Sakinah Iman is a Caribbean-American award-winning actress, singer-songwriter, educator, spoken word artist, and filmmaker of Jamaican and Garifuna descent, proudly hailing from Brooklyn, New York. For over a decade, she has used her multidisciplinary artistry to create impactful, socially conscious work that inspires dialogue and change. Through performance mediums including spoken word, music, comedy, and drama, Sakinah has traveled internationally with organizations such as Catharsis Productions and Too Deep Entertainment, educating diverse audiences on issues like racial justice, gender equity, sexual violence prevention, and political awareness.
As an independent musician, Sakinah has performed at renowned New York City venues including SOB’s, DROM, MajorStage, and Ashford & Simpson’s Sugar Bar. Her single “Waiting Tables” reached the Top 40 on ReverbNation, and her EP Dun. has amassed over 156,000 streams across 57 countries on Spotify.
In film, Sakinah is a 25-time international award-winning filmmaker whose work has been featured in over 60 festivals worldwide. Her film He Wants To Know My Number is licensed by Showtime and Paramount+, highlighting her continued impact as a bold and visionary storyteller.
Derek Anthony Holland, MPH, MFA, is a multidisciplinary artist and researcher born in Montgomery, Alabama, and raised between the suburbs of Washington, DC and Philadelphia, Pennsylvania. Their multimedia practice explores the construction and experience of identity in the modern world, rooted in the belief that the personal is inseparable from the collective. Through daily rituals of memory, writing, sound, and audiovisual documentation, Holland gathers experiential “data” that is transformed through painting, sculpture, performance, and film. Their work interrogates how identities—particularly those shaped by race, gender, and ability—are constructed, perceived, and enacted, often guided by reflective questioning and annotated with references to past and present thinkers.

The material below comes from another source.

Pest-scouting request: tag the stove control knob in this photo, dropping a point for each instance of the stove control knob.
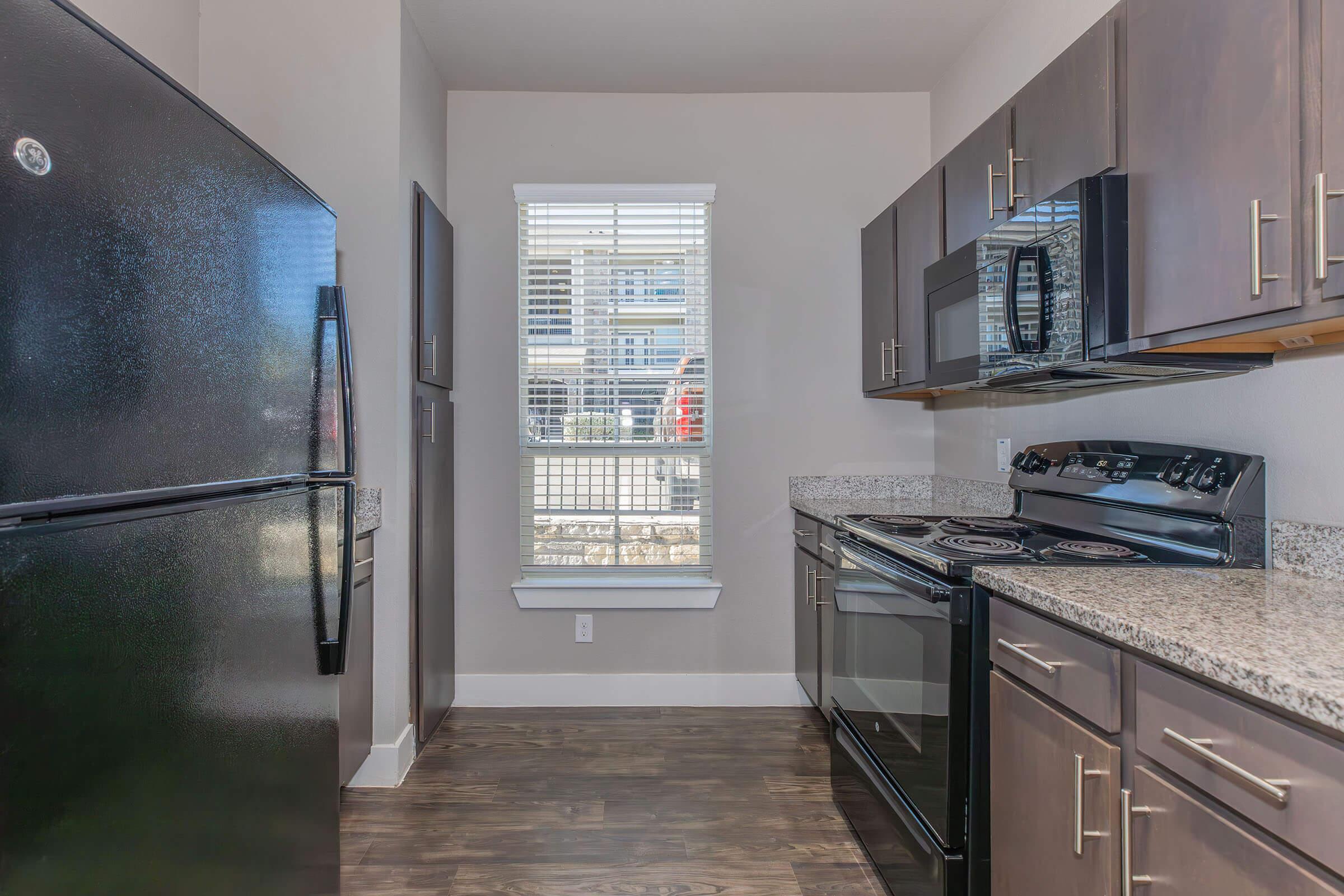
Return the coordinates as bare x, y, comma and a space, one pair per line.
1177, 473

Holland’s background in public health deeply informs their artistic approach. They earned a Master of Public Health from Washington University in St. Louis, contributing to health equity research across multiple U.S. cities, and later an MFA from the University of Illinois at Chicago. A former Black Midwest Initiative Fellow and Access to Excellence Fellow, their work bridges visual art and public health discourse. Holland has exhibited nationally and internationally, with presentations at Contemporary Art Museum St. Louis, Gallery 400, and residencies in New York, Berlin, and Ciudad de Guatemala.
Eric Riley is a writer, director, and urban planner proudly born and raised on the Westside of Detroit. Grounded in both storytelling and spatial justice, his work reflects a deep commitment to authentically portraying communities often misrepresented on screen. Eric believes that creating narratives carries a responsibility to the people and places depicted, and he strives to craft films that immerse audiences in lived experiences rather than simply presenting them.
He earned a Bachelor of Arts from the University of Michigan and a master’s degree from the University of Pennsylvania School of Design, where he further developed his interdisciplinary approach to storytelling and urban analysis. His debut feature screenplay, Don’t Call It a Comeback, a Detroit-set gentrification heist film, advanced to the final round of the 2021 Sundance Development Track.
Eric made his directorial debut with the short film Some Kind of Heavenly Fire, a poignant exploration of grief and loss that uses alien abduction as an allegory for family separation caused by incarceration. Inspired by his own family’s experiences, the film reflects his dedication to blending emotional truth with imaginative storytelling, offering audiences a deeply human lens into complex social realities.